Я снова взглянул на цифру тринадцать на календаре. Сегодня некогда всесильный министр Щёлоков застрелился. Так случилось в моей прошлой жизни. Дату я запомнил, потому что долго рылся в интернете: выяснял, где именно покончил с собой Николай Анисимович. Одни источники утверждали, что случилось это на его даче в Серебряном бору. Другие заявляли, что перед смертью бывший министр вернулся с карабином сына в квартиру на Кутузовском проспекте. Разнилась и информация о написанных Щёлоковым письмах — в частности, о письме к генсеку Черненко. В некоторых статьях утверждали, что Константину Устиновичу бывший министр отправил письмо за три дня до смерти. Другие «информированные источники» говорили, что послание генсеку нашли рядом с телом Щёлокова.
До «правды» я тогда так и не докопался: отвлёкся на другие дела.

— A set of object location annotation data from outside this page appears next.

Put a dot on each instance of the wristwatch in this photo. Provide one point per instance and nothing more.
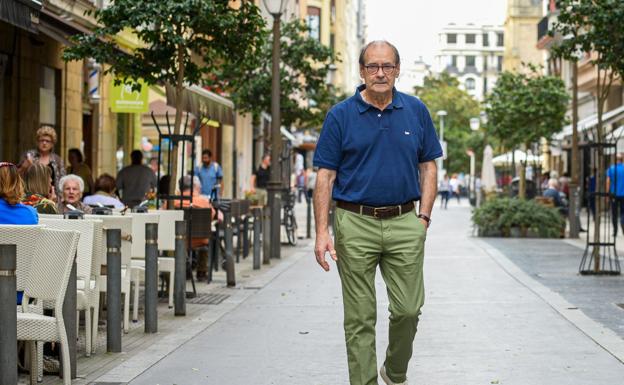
(426, 218)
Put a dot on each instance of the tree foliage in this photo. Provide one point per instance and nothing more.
(182, 42)
(523, 108)
(443, 93)
(304, 65)
(207, 33)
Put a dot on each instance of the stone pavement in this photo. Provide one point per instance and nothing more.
(485, 321)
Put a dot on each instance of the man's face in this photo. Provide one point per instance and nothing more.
(71, 192)
(380, 70)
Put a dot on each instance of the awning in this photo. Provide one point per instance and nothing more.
(21, 13)
(203, 103)
(591, 121)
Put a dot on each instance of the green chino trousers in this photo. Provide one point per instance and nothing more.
(397, 246)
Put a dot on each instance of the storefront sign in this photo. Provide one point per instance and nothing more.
(124, 99)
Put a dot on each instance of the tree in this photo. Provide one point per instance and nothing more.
(525, 107)
(443, 93)
(303, 73)
(594, 27)
(182, 42)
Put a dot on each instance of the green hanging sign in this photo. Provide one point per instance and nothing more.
(124, 99)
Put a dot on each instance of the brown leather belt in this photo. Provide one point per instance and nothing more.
(385, 212)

Потому рассказывал Лукину о письме к Черненко в формате «или, или». Как и о месте самоубийства бывшего главного милиционера СССР. Сказал, что во всех версиях присутствовал карабин и письмо. Не отличалась в источниках и дата: тринадцатое декабря — на следующий день после известия о лишении Николая Анисимовича госнаград и звания Героя Социалистического Труда. На мой вопрос о том, почему он вдруг так заинтересовался судьбой Щёлокова, бывший боевой лётчик ответил уклончиво (в духе «видел его — неплохой он мужик»). «Та самая» дата (тринадцатое декабря) подходила к концу. Я прислушивался к звукам из телевизора за стеной и размышлял: увижу ли я завтра в газетах некролог Щёлокову.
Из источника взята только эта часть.